Ultrasmall ligand-protected clusters are prototypical species for evaluating the variation at the bottom of the nanoscale range. Here we explored the ultrasmall gold-phosphine M-13(dppe)(6) cluster, as a prototypical framework to gain insights into the fundamental similarities and differences between Au, Ag, and Cu, in the 1-3 nm size range, via relativistic DFT calculations. Different charge states involving 8- and 10-cluster electron (ce) species with a 1S(2)1P(6) and 1S(2)1P(6)1D(2) configuration, leading to structural modification in the Au species between Au-13(dppm)(6)(5+) and Au-13(dppm)(6)(3+), respectively. Furthermore, this structural distortion of the M-13 core is found to occur to a lower degree for the calculated Ag and Cu counterparts.
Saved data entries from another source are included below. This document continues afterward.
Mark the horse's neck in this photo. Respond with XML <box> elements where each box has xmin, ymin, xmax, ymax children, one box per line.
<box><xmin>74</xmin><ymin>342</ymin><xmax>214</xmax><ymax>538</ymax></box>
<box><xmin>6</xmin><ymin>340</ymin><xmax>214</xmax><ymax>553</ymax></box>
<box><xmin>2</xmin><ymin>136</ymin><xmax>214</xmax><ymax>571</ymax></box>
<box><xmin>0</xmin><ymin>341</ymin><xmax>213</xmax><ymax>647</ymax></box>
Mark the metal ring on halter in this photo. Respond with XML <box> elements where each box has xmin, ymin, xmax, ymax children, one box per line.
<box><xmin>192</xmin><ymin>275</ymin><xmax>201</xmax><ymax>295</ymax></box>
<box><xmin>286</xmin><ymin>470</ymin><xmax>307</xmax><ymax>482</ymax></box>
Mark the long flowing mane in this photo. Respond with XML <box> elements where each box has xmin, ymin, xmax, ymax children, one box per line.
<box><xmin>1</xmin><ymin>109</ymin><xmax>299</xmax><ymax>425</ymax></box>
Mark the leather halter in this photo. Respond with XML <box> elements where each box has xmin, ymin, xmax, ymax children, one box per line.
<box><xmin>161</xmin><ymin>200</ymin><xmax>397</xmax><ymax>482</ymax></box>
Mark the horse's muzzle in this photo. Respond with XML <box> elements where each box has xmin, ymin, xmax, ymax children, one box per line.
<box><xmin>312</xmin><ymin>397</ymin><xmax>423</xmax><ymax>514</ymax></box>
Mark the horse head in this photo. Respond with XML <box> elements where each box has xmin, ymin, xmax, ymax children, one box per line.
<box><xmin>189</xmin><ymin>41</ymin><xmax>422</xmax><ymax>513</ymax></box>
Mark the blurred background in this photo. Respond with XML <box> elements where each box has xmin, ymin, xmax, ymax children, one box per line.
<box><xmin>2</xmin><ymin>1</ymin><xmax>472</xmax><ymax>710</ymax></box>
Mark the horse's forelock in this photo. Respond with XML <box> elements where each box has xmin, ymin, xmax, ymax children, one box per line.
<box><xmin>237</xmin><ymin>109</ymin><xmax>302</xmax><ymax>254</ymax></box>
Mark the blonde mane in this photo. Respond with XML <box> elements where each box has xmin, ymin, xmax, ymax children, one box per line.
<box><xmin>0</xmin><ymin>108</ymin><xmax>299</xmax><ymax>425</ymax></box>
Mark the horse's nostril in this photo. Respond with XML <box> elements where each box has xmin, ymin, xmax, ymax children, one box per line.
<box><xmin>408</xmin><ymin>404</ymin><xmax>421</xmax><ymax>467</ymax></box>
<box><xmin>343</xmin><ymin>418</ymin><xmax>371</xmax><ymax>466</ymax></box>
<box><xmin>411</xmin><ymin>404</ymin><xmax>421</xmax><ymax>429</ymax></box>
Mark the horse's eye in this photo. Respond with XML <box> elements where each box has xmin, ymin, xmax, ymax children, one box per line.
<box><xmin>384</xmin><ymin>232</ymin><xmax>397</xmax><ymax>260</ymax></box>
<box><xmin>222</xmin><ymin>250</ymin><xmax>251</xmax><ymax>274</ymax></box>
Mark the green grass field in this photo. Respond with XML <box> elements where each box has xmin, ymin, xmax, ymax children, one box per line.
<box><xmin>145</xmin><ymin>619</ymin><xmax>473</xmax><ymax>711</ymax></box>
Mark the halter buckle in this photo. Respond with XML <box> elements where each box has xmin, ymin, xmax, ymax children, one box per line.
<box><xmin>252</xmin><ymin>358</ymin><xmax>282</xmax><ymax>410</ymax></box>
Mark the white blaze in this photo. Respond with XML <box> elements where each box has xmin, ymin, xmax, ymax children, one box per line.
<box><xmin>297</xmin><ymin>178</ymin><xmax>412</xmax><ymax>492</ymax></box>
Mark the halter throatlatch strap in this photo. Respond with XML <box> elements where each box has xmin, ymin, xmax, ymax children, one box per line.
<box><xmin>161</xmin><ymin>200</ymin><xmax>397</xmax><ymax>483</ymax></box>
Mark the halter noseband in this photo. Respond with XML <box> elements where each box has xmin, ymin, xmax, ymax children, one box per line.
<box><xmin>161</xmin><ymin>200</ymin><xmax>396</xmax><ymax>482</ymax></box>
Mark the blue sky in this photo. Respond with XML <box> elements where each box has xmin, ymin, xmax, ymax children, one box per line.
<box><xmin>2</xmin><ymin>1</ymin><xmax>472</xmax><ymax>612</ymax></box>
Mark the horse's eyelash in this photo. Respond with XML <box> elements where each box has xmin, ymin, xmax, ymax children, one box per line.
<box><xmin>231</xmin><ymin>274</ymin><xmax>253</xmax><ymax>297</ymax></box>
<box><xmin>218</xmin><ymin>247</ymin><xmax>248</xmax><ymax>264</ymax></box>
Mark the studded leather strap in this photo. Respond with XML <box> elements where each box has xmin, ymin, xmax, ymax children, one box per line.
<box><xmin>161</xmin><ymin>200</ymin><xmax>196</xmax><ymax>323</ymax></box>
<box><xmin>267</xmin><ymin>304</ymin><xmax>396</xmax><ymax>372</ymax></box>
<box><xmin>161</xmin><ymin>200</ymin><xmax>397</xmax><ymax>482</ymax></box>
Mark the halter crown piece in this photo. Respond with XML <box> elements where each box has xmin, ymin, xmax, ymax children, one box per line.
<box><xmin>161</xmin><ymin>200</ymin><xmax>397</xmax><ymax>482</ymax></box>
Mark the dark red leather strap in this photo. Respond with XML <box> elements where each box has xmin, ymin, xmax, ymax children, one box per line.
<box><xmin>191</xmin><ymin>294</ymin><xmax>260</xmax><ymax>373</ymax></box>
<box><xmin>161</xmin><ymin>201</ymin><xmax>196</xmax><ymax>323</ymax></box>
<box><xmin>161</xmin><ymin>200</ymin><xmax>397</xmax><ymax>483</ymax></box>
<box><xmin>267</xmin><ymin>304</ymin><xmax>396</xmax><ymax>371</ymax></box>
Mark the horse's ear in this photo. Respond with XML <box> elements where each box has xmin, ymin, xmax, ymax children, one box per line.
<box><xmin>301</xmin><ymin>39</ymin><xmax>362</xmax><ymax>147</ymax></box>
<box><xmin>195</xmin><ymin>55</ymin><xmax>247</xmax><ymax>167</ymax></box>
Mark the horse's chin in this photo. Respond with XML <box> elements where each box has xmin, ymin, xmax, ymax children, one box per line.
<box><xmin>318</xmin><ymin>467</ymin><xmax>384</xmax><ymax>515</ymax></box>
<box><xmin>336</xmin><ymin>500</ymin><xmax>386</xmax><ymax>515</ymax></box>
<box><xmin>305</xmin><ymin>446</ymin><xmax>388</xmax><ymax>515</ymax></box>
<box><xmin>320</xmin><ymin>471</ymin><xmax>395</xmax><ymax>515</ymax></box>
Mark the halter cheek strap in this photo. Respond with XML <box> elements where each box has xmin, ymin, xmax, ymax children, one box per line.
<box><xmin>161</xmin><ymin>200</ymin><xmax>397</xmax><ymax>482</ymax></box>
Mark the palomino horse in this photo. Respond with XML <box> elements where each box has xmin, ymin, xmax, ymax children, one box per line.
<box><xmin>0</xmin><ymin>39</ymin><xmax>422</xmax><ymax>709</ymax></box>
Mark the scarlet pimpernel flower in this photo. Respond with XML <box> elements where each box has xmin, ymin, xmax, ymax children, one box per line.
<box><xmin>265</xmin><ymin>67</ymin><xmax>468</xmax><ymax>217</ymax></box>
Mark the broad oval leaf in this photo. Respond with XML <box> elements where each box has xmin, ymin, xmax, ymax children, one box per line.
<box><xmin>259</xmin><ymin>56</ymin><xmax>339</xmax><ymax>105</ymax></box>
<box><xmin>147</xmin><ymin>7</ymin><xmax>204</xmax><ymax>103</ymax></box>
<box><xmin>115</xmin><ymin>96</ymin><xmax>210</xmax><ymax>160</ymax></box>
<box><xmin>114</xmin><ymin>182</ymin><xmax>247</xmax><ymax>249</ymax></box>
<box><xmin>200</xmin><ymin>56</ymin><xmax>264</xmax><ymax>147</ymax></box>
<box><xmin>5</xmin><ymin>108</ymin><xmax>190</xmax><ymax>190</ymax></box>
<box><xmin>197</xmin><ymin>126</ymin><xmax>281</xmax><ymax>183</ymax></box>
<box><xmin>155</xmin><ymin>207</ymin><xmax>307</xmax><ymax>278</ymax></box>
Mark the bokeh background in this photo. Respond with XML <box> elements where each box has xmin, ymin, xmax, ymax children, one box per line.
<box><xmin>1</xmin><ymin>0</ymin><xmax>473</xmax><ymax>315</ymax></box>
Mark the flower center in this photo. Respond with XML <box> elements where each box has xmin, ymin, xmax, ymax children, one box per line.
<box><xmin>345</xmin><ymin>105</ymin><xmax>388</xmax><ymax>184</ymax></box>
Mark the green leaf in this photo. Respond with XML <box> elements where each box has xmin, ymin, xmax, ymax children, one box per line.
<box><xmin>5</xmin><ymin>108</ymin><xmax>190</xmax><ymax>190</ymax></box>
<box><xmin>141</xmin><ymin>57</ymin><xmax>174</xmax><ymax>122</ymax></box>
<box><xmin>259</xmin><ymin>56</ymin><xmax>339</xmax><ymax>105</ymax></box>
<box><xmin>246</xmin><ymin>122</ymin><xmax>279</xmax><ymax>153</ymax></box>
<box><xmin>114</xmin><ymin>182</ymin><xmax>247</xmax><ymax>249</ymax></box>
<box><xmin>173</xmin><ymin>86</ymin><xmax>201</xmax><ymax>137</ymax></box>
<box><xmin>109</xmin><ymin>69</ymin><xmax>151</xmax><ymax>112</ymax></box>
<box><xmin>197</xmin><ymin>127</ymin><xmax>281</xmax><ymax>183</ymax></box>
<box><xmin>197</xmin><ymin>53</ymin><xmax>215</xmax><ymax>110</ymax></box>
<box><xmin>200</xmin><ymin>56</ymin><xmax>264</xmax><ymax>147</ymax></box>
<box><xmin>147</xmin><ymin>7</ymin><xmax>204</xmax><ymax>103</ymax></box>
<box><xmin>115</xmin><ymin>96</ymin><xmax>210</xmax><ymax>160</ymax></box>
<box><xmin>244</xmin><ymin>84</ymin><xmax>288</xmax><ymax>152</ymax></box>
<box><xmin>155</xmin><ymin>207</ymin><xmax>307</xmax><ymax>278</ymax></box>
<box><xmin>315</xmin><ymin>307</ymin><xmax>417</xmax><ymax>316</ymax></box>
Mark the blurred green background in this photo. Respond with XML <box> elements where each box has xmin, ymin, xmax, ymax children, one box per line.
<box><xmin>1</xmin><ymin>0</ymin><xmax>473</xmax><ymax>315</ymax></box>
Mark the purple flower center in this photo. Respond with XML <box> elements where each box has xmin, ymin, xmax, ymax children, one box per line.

Interestingly, optical properties exhibit similar main patterns along with the series, inducing a blue-shift for silver and copper, in comparison to the gold parent cluster. For 10-ce species, the main features of 8-ce are retained with the appearance of several weak transitions in the range. The ligand-core interaction is enhanced for gold counterparts and decreased for lighter counterparts resulting in the Au > Cu > Ag trend for the interaction stabilization. Hence, the Ag and Cu counterparts of the Au-13(dppm)(6) cluster appear as useful alternatives, which can be further explored towards different cluster alternatives for building blocks for nanostructured materials.